Moderator: Mr. Tim Hassett-Salley, WCRI
- Dr. Vennela Thumula, WCRI
- Dr. Letitia Davis, Massachusetts Department of Public Health
- Ms. Jacqueline Kurth, Industrial Commission of Arizona
- Mr. Jason Porter, Industrial Commission of Arizona
Older workers tended to receive slightly more opioid prescriptions than younger ones. Specifically, 42% of workers age 23-38 received an opioid prescription vs 49% of workers over age 55.
From an industry standpoint, mining and construction workers had a higher percentage of opioid prescriptions compared to 11 other industries analyzed. These are higher hazard industries so it is possible the injuries seen are more severe.
The Massachusetts Department of Public Health discussed the results from a recent study they published on factors that may contribute to differences in the rate of opioid-related overdose deaths among workers in different industries and occupations.

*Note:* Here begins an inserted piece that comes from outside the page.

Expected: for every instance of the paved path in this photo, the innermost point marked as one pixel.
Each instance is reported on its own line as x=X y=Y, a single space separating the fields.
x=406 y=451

In the study period of 2011-2015 there were 4301 opioid deaths for people who were employed. The overdose death rates in the construction and fishing industries were six times what other industries saw. Occupations that had the highest injury rates also had the highest overdose death rates.
What is not know from the data source is whether the people who died from opioid overdose received those drugs because of a workplace injury.
Their conclusion is more research is needed to understand contribution of workplace injuries and other occupational factors to opioid use and overdose death. Also, they feel the workplace is an excellent place to raise awareness about the dangers of opioids.
In 2017, the State experienced an opioid overdose death rate that was significantly higher than ever seen before. In response to this, the Governor issued a State of Emergency requiring increased research and legislation to address this epidemic.
Among the new legislation passed was substantial restrictions on physician dispensing of opioids, requiring all pharmacies to check the PDMP prior to dispensing and limited initial fill to 5 days. They also launched a hotline for healthcare providers to seek additional information about opioid prescribing. The amendment also limited the strength of opioid prescriptions in workers’ compensation to 90MED. Physicians prescribing opioids in Arizona are also required to submit a treatment and tapering plan. The also increased the licensing requirements on pain management facilities so they were the same as other healthcare facilities.
Early results show a 36% reduction in opioid prescriptions, a 60% decrease in patients doctor shopping, a 58% increase in overdoses referred to behavioral health providers and a 78% decrease in the number of patients receiving prescriptions over 90MED.
Arizona also passed a bill back in 2012 requiring the development of evidence-based workers’ compensation treatment guidelines. One of the goals of the Advisory Committee developing these guidelines was not creating a system that was unreasonably burdensome from an administrative standpoint. The committee studied guidelines from other states, conducted stakeholder surveys, and had a panel of medical specialists evaluate case scenarios under a variety of guidelines. Ultimately the Committee decided to adopt the ODG guidelines in 2014. Initially the treatment guidelines were limited to chronic pain claims. In October 2018 the guidelines were expanded to all conditions and body parts.